I learned fear before I learned to sing my ABCs. 


The fear began with a fear of letting down a man I thought loved me. It morphed into fear of all the confusion and pain I was feeling. Then fear that I would be murdered in the midst of my trafficking. Next came the fear that no one would ever believe me. Finally, I began to fear I was beyond justice. Beyond help. Beyond hope. 


Fear was familiar to me. I’ve lived with or in fear since I was 4 years old. Fear became an old friend of mine that was constantly in the back of my mind. Fear and I did life together. 


When I began working in advocacy, the fear that bubbled back up in me was not alarming. I knew it like the back of my hand. Tight chest, lump in my throat, shaking hands. It was a part of my identity that just felt like home. I leaned into it, embraced it, and let it govern my interactions with my advocacy. I knew these worries. What if I let them down? What if they didn’t believe me? What if I got hurt?

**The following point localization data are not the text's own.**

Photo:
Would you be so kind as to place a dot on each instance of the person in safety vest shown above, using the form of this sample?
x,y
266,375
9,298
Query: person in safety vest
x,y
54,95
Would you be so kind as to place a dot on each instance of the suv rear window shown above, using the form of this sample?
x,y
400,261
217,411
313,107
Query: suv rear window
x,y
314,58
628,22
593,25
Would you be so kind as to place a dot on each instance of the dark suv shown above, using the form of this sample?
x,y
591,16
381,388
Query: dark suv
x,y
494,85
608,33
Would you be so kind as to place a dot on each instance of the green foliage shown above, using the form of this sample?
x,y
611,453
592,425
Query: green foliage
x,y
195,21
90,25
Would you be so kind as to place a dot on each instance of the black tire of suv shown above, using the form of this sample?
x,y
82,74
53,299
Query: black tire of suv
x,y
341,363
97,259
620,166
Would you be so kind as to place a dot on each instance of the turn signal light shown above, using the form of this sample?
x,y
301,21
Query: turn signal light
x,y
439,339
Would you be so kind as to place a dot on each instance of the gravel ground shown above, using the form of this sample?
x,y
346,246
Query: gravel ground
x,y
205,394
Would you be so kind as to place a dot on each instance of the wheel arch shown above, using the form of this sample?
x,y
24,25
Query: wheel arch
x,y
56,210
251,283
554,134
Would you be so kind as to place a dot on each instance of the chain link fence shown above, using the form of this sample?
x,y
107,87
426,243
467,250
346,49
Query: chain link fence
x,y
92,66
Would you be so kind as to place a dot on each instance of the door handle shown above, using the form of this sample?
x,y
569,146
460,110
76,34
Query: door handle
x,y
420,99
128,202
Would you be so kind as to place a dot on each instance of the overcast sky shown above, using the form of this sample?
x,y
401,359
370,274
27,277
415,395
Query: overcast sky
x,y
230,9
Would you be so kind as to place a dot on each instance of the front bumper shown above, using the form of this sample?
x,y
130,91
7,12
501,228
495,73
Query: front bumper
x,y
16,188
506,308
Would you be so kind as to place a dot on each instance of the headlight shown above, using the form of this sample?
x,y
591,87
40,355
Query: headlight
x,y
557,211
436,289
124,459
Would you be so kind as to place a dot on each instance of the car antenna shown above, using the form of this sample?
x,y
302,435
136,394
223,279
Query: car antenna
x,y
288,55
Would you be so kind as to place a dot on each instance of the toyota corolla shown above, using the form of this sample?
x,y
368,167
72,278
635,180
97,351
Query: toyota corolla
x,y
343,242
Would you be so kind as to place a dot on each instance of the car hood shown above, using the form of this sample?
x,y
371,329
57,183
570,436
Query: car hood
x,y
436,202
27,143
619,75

I addressed these fears head on. I knew how to walk through them. What I didn’t expect was how my fear was received. 


You see, the organizations I worked with faced my fears head on, too. They walked through them with me. They helped me process them. 


All of the sudden, my fear was gone. This old friend of mine dissolved into nothingness and I did not miss it one bit. 


Thanks to an organization fighting to eradicate human trafficking, fear is no longer my friend. It does not consume me. It does not rule my life. 


I’ve been free from my trafficker for over a decade, but for the first time in my life, I am breaking free from the fear he suffocated me with for 20 years.